Steuererlass komme nur zur Rettung von Jobs in Bonn als letztes Mittel in Frage. Die Stadt müsse sich einen Widerruf vorbehalten, falls die Firma später ihren Sitz aus Bonn abziehe oder weitere Jobs abbaue. Faber: "Diese Sicherheit ist das Mindeste, was man von Finanzinvestoren als Gegenleistung für millionenschweren Steuerverzicht erwarten kann."

Fiktive Steuern auf "Sanierungsgewinn"

Gläubiger und Aktionäre der IVG Immobilien AG haben sich auf einen Insolvenzplan geeinigt. Demnach verzichten die Geldgeber auf Teile ihrer Forderungen - nach Unternehmensangaben auf rund 2,2 Milliarden Euro. Diese Reduzierung der Schulden wird in der Bilanz als "außerordentlicher Ertrag" erfasst. Dieser "Sanierungsgewinn" steigert das Betriebsvermögen.

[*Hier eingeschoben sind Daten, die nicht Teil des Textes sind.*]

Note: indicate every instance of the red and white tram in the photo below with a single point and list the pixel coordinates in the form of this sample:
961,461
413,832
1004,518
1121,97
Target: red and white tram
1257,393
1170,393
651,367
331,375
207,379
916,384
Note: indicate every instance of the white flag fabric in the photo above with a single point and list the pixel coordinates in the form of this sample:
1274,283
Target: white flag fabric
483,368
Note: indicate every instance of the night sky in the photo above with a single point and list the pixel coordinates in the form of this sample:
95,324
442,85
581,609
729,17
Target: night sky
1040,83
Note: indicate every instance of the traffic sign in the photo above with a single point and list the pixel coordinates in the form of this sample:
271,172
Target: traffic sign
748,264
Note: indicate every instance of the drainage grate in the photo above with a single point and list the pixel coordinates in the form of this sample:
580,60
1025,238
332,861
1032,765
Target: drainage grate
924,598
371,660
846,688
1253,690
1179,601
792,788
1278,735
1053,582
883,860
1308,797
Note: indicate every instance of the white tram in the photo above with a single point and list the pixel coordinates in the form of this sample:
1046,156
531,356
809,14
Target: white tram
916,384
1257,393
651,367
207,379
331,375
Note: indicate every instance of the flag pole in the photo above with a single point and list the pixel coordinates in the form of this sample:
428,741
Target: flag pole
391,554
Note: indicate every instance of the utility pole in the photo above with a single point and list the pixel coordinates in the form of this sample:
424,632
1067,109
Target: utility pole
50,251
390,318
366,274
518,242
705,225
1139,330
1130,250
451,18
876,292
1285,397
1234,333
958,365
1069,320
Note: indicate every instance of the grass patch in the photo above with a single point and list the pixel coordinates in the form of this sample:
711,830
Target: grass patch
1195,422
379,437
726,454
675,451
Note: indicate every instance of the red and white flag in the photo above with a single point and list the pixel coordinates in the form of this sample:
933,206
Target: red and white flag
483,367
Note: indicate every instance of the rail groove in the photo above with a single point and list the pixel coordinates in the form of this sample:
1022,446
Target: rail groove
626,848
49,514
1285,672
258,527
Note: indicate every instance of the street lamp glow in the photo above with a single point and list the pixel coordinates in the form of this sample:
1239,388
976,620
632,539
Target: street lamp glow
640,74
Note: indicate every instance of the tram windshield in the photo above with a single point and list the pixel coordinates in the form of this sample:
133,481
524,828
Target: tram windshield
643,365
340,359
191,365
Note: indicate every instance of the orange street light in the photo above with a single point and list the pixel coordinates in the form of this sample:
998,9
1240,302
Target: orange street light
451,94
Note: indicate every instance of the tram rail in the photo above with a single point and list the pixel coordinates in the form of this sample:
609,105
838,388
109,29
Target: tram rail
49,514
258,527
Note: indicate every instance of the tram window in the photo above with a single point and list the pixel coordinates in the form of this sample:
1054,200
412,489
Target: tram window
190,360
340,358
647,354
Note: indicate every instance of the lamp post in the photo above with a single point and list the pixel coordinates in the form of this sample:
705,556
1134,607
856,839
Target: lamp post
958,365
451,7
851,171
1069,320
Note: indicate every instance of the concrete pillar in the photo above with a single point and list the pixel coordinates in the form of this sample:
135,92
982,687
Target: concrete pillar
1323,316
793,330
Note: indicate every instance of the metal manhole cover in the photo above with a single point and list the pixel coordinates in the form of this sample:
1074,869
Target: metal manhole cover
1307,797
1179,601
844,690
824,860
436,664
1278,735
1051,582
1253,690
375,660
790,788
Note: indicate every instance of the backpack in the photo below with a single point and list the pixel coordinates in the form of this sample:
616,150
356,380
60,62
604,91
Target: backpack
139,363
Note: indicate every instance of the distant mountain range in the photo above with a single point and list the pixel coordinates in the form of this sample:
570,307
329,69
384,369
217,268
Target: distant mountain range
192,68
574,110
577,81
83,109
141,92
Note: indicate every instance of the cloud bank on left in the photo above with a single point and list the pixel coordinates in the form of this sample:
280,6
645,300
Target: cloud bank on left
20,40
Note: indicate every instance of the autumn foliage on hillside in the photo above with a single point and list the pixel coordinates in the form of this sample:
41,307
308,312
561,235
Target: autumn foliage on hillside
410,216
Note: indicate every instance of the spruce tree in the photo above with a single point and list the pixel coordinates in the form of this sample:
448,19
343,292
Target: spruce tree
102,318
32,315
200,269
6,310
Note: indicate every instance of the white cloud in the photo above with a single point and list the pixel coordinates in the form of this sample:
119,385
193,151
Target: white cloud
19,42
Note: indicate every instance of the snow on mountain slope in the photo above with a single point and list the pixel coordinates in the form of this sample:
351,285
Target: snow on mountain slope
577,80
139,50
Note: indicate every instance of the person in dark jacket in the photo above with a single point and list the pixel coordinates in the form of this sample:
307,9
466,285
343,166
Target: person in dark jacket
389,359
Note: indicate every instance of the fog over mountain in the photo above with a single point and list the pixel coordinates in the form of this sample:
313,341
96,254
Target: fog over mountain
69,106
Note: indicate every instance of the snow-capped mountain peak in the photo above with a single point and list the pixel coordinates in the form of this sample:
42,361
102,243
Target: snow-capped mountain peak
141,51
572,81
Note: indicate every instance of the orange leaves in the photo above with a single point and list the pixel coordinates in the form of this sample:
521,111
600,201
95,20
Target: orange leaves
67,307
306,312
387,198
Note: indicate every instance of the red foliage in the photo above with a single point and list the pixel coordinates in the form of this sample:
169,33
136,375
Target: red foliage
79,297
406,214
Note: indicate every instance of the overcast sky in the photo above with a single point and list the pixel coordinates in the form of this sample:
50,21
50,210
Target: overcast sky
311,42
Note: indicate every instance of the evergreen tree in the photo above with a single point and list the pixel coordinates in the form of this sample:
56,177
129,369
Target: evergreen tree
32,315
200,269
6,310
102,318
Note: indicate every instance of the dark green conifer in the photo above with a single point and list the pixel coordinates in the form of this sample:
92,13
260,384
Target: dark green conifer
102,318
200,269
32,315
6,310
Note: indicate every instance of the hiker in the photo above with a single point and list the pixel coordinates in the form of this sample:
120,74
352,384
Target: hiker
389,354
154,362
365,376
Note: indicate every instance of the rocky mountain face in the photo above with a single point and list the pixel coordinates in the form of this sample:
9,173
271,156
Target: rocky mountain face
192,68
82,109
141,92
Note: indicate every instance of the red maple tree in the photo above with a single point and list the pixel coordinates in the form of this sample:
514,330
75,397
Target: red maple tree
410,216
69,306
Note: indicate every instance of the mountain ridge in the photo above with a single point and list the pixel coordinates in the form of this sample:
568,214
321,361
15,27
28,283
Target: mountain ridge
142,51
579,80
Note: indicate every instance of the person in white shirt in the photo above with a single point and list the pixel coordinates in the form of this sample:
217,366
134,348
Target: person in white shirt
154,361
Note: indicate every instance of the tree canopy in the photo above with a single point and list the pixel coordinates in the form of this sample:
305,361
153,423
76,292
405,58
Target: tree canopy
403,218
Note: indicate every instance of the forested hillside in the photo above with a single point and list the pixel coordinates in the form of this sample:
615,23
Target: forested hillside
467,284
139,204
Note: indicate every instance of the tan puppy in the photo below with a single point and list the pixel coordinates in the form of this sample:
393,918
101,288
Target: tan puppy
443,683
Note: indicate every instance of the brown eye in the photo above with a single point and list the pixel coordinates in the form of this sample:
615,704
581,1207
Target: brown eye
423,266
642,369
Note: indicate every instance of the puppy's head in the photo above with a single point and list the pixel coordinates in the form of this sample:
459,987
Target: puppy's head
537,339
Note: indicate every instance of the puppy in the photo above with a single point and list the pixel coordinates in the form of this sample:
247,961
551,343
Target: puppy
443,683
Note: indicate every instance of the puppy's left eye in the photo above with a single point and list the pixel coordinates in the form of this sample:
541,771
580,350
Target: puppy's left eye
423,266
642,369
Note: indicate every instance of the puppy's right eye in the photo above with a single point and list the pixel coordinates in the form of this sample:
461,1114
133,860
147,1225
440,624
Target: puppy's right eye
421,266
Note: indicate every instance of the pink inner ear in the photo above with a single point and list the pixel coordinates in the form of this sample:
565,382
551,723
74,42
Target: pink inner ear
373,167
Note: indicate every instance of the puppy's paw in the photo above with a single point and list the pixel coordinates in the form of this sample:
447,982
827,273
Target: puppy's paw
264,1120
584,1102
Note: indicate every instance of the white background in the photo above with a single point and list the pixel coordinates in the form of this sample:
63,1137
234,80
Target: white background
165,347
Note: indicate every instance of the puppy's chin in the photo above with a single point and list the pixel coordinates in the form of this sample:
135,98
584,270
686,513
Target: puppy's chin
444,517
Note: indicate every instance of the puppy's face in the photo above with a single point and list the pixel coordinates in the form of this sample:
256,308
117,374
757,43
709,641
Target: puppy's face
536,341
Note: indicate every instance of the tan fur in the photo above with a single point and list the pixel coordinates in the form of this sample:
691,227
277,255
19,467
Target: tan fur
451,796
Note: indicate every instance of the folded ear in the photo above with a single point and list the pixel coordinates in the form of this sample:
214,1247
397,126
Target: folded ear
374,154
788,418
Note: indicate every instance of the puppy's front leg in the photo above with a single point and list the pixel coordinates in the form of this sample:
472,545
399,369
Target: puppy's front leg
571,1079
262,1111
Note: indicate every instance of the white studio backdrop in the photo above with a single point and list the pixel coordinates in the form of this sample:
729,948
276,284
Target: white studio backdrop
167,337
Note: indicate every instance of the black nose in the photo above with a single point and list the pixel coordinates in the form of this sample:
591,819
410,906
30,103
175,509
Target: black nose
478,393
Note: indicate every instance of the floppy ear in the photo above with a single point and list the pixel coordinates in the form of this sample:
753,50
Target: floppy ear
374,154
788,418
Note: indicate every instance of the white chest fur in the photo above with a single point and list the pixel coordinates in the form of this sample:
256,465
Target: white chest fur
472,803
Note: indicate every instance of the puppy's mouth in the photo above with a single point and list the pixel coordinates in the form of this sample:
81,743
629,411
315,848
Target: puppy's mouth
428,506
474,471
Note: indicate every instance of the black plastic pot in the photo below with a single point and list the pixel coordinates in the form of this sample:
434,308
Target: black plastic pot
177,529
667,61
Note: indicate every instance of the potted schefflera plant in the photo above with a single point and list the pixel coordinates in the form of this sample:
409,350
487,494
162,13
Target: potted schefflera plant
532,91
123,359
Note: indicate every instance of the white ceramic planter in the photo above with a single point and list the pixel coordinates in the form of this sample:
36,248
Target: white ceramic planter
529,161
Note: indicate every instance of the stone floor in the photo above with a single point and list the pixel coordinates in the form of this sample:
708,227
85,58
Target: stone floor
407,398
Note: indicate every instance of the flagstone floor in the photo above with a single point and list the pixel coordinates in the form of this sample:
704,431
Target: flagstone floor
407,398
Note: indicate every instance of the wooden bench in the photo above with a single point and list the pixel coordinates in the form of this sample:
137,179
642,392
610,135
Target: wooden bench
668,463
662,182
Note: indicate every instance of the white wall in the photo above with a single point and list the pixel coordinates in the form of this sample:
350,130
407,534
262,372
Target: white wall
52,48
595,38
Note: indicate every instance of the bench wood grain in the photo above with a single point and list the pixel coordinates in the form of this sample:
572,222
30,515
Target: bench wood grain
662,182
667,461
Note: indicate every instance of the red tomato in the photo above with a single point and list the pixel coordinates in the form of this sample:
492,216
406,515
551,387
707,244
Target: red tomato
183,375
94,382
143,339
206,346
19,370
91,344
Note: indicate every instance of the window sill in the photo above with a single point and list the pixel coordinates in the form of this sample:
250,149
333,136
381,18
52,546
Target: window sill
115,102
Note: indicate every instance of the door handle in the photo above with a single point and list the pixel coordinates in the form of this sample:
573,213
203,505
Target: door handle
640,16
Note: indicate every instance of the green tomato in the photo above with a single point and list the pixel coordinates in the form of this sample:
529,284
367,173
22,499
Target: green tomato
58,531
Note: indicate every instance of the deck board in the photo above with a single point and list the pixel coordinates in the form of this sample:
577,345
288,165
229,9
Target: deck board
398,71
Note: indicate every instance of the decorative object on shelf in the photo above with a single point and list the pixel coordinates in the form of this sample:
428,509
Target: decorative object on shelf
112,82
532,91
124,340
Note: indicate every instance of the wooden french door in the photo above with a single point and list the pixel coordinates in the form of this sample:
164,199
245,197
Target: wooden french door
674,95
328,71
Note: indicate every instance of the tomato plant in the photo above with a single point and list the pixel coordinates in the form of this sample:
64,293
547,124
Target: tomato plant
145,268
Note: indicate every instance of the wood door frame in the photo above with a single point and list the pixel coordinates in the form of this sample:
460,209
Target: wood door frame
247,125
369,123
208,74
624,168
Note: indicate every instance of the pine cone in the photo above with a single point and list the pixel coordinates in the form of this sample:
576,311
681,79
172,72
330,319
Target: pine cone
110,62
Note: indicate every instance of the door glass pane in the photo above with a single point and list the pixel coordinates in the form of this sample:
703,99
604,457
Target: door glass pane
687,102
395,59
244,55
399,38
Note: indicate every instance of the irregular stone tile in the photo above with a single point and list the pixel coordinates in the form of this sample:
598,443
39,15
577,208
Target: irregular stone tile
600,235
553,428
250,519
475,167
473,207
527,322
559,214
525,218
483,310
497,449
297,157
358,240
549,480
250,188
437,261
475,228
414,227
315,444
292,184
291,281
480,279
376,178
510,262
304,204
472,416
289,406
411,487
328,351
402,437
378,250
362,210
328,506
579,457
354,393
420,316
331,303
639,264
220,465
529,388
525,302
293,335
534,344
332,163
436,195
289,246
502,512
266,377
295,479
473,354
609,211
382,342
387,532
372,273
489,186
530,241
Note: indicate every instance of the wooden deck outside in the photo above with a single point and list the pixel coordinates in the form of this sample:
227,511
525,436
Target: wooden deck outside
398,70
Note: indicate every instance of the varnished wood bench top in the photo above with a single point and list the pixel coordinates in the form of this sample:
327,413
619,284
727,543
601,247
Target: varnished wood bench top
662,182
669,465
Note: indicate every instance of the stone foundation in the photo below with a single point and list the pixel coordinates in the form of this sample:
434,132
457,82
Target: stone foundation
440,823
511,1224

Dies wiederum löst eine Steuerpflicht aus, obwohl dem Unternehmen kein frisches Geld zugeflossen ist: Es werden Gewerbesteuer und Körperschaftssteuer fällig. Für die Körperschaftssteuer hat das Bundesfinanzministerium bereits 2003 in einem Erlass geregelt, unter welchen Bedingungen sie erlassen werden darf.